More than a decade has passed, the first confirmed heartbeat of a supermassive black hole is still going on. And with time, it has become stronger according to the British and Chinese astronomers.
In 2007, the Quasi-Periodic Oscillations (QPO) was first detected at the centre of a galaxy called RE J1034+396. This galaxy is 600 million light-years from the Earth. Till 2011, when Sun blocked the signals, the signals were observed every hour, also spotted in snapshots.
In 2018, the European Space Agency’s XMM Newton X-ray satellite detected the signals again. The scientists were surprised to observe the same heartbeat pattern repeatedly.
Researchers from the Chinese Academy of Sciences and Durham University wrote in monthly notices of the Royal Astronomical Society that recently, after so many years due to Sun blockage, they spotted the repeated beats after the signal.
The lead author, Chichuan Jin says, “This heartbeat is amazing. It proves that such signals arising from a supermassive black hole can be very strong and persistent.”
Durham’s Chris Done says, “The main idea for how this heartbeat is formed is that the inner parts of the accretion disc are expanding and contracting.”
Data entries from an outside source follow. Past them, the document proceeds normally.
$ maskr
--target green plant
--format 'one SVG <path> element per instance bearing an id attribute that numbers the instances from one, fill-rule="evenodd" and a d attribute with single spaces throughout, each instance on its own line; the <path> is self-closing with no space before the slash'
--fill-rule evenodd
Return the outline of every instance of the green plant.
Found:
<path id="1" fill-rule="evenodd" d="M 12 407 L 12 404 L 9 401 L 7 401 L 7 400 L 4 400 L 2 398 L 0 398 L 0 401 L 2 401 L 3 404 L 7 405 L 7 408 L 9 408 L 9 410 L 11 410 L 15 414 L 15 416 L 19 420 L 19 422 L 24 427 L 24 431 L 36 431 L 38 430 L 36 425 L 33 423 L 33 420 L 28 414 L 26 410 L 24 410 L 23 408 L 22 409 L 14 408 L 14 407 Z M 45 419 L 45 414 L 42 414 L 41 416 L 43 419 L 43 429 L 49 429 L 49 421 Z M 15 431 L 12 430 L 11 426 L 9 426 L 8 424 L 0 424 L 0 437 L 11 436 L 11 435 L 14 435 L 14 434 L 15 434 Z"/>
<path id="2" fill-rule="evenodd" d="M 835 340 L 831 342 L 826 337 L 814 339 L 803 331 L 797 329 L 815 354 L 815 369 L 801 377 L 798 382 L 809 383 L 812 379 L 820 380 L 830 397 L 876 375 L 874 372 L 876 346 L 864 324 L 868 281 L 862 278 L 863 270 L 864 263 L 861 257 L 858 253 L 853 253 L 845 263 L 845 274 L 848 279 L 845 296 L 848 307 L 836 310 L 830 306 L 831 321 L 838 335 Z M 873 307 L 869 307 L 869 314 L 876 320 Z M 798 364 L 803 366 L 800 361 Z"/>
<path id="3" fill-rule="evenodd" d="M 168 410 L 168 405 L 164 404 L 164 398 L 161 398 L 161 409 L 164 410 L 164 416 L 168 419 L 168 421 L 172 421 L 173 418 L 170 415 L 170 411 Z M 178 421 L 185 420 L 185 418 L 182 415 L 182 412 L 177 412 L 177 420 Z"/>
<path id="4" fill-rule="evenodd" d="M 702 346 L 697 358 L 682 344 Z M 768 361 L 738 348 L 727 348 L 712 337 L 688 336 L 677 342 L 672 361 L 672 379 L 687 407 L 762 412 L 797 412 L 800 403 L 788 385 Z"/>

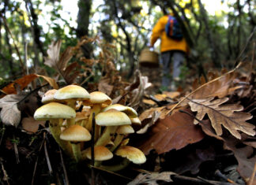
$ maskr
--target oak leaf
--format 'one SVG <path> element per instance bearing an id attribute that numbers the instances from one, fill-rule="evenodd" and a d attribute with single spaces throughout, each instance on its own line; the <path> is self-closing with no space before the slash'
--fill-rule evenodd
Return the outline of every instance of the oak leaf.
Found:
<path id="1" fill-rule="evenodd" d="M 21 111 L 17 103 L 23 99 L 23 94 L 9 94 L 0 99 L 1 120 L 6 125 L 17 127 L 21 121 Z"/>
<path id="2" fill-rule="evenodd" d="M 67 65 L 73 55 L 72 47 L 67 47 L 59 57 L 61 44 L 62 42 L 60 40 L 51 43 L 47 50 L 48 56 L 44 57 L 44 64 L 55 68 L 66 83 L 71 84 L 79 75 L 79 72 L 75 69 L 78 67 L 78 64 L 73 62 Z"/>
<path id="3" fill-rule="evenodd" d="M 21 120 L 22 128 L 28 134 L 33 134 L 38 131 L 39 126 L 44 127 L 44 120 L 36 120 L 33 117 L 24 117 Z"/>
<path id="4" fill-rule="evenodd" d="M 231 94 L 236 89 L 243 87 L 242 86 L 234 87 L 233 81 L 236 76 L 237 74 L 232 72 L 227 72 L 219 77 L 216 77 L 216 76 L 209 77 L 209 80 L 213 80 L 207 83 L 204 78 L 201 78 L 200 83 L 198 80 L 195 80 L 192 86 L 192 91 L 198 89 L 190 98 L 194 99 L 202 99 L 209 97 L 224 98 Z"/>
<path id="5" fill-rule="evenodd" d="M 185 109 L 185 111 L 190 112 L 190 109 Z M 148 136 L 138 147 L 145 154 L 153 149 L 160 154 L 201 140 L 205 135 L 200 128 L 193 124 L 193 120 L 187 113 L 174 112 L 152 125 L 147 132 Z"/>
<path id="6" fill-rule="evenodd" d="M 217 135 L 222 135 L 221 125 L 239 139 L 241 135 L 238 131 L 252 136 L 255 135 L 255 131 L 254 131 L 255 127 L 246 122 L 251 119 L 252 116 L 250 113 L 237 112 L 243 109 L 241 105 L 222 105 L 228 100 L 228 98 L 214 100 L 213 98 L 190 100 L 189 105 L 191 110 L 198 112 L 197 120 L 194 120 L 194 124 L 198 124 L 198 120 L 201 120 L 207 114 Z"/>
<path id="7" fill-rule="evenodd" d="M 246 142 L 239 140 L 231 135 L 227 135 L 227 134 L 224 134 L 221 136 L 216 135 L 209 120 L 203 120 L 199 124 L 206 135 L 222 140 L 224 149 L 233 152 L 238 161 L 237 171 L 245 180 L 248 180 L 254 172 L 254 166 L 256 161 L 256 156 L 254 154 L 253 146 L 247 145 Z"/>
<path id="8" fill-rule="evenodd" d="M 6 94 L 17 94 L 15 85 L 17 84 L 19 86 L 19 89 L 21 91 L 36 78 L 37 78 L 37 76 L 36 74 L 26 75 L 20 79 L 14 80 L 13 83 L 9 83 L 7 86 L 2 89 L 2 91 L 3 91 Z"/>

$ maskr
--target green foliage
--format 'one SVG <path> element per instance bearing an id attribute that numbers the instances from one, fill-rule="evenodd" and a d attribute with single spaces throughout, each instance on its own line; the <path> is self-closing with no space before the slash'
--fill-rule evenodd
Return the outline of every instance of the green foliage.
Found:
<path id="1" fill-rule="evenodd" d="M 91 12 L 86 13 L 90 17 L 88 36 L 98 35 L 100 39 L 115 46 L 113 61 L 120 71 L 134 69 L 141 50 L 149 43 L 152 28 L 167 7 L 174 8 L 179 15 L 183 14 L 187 18 L 190 28 L 188 31 L 191 32 L 196 43 L 191 49 L 199 54 L 194 60 L 198 63 L 213 62 L 213 55 L 217 54 L 222 65 L 232 66 L 255 26 L 255 15 L 252 9 L 255 6 L 254 1 L 240 2 L 239 6 L 237 2 L 233 4 L 228 2 L 231 11 L 221 12 L 215 16 L 209 15 L 207 12 L 206 16 L 203 15 L 198 1 L 192 3 L 191 1 L 104 0 L 98 6 L 94 6 L 96 4 L 93 1 Z M 52 41 L 62 40 L 62 52 L 67 46 L 75 46 L 78 40 L 77 28 L 70 24 L 77 17 L 63 17 L 62 1 L 32 1 L 32 6 L 28 3 L 27 9 L 25 2 L 28 1 L 0 2 L 2 17 L 6 23 L 6 25 L 3 18 L 0 17 L 0 62 L 2 66 L 0 68 L 0 76 L 5 79 L 23 75 L 21 62 L 24 63 L 25 61 L 26 42 L 31 71 L 34 71 L 34 66 L 41 66 L 47 73 L 53 74 L 52 69 L 43 65 L 43 53 L 46 54 Z M 171 4 L 168 4 L 171 2 Z M 227 1 L 223 2 L 228 3 Z M 32 16 L 32 7 L 36 17 Z M 84 8 L 89 9 L 88 7 Z M 168 10 L 170 11 L 170 9 Z M 203 18 L 206 19 L 206 22 Z M 37 23 L 37 27 L 33 21 Z M 212 40 L 209 40 L 209 33 Z M 36 41 L 36 36 L 42 48 Z M 19 50 L 22 61 L 18 57 L 15 46 Z M 98 56 L 99 46 L 92 46 L 96 52 L 91 56 L 95 57 Z M 249 54 L 251 48 L 252 44 L 249 44 L 246 50 L 247 53 L 242 57 Z"/>

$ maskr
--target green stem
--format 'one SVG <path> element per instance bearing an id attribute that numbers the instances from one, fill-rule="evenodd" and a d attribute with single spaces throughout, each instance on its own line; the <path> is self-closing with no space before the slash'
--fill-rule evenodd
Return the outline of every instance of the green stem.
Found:
<path id="1" fill-rule="evenodd" d="M 76 111 L 76 103 L 77 103 L 76 99 L 70 99 L 67 102 L 67 105 L 69 105 L 70 107 L 71 107 Z M 70 118 L 66 120 L 66 125 L 68 128 L 74 124 L 75 124 L 75 118 Z"/>
<path id="2" fill-rule="evenodd" d="M 117 172 L 127 167 L 130 163 L 130 161 L 128 159 L 123 158 L 123 160 L 118 165 L 111 166 L 100 165 L 99 168 L 111 172 Z"/>
<path id="3" fill-rule="evenodd" d="M 59 135 L 61 135 L 61 128 L 60 128 L 60 123 L 62 122 L 62 119 L 55 119 L 51 120 L 50 121 L 50 126 L 49 129 L 51 131 L 51 134 L 55 139 L 56 142 L 58 144 L 58 146 L 63 150 L 64 152 L 66 152 L 68 155 L 73 156 L 73 151 L 71 145 L 69 142 L 64 141 L 60 139 Z"/>
<path id="4" fill-rule="evenodd" d="M 122 139 L 124 138 L 124 135 L 116 135 L 115 140 L 114 140 L 114 146 L 110 149 L 110 150 L 112 152 L 116 149 L 117 146 L 120 145 L 120 143 L 122 141 Z"/>
<path id="5" fill-rule="evenodd" d="M 99 138 L 95 146 L 106 146 L 111 139 L 112 135 L 115 133 L 118 126 L 107 126 L 104 133 Z"/>

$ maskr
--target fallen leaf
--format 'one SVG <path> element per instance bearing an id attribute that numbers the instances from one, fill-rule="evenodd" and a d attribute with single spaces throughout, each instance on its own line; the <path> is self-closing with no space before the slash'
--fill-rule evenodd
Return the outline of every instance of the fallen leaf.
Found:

He adds, “The only other system we know which seems to do the same thing is a 100,000 times smaller stellar-mass black hole in our Milky Way, fed by a binary companion star, with correspondingly smaller luminosities and timescales. This shows us that simple scaling with black hole mass work even for the rarest types of behaviour.”
An enormous amount of energy releases as the matter falls on to a supermassive black hole as it feeds from the accretion disc of the material surrounding. This energy is released from a tiny region of space. But this is different from the rarely observed repeated pattern like a heartbeat.
Image shows a supermassive black hole and the heartbeat observed in 2009 and 2018.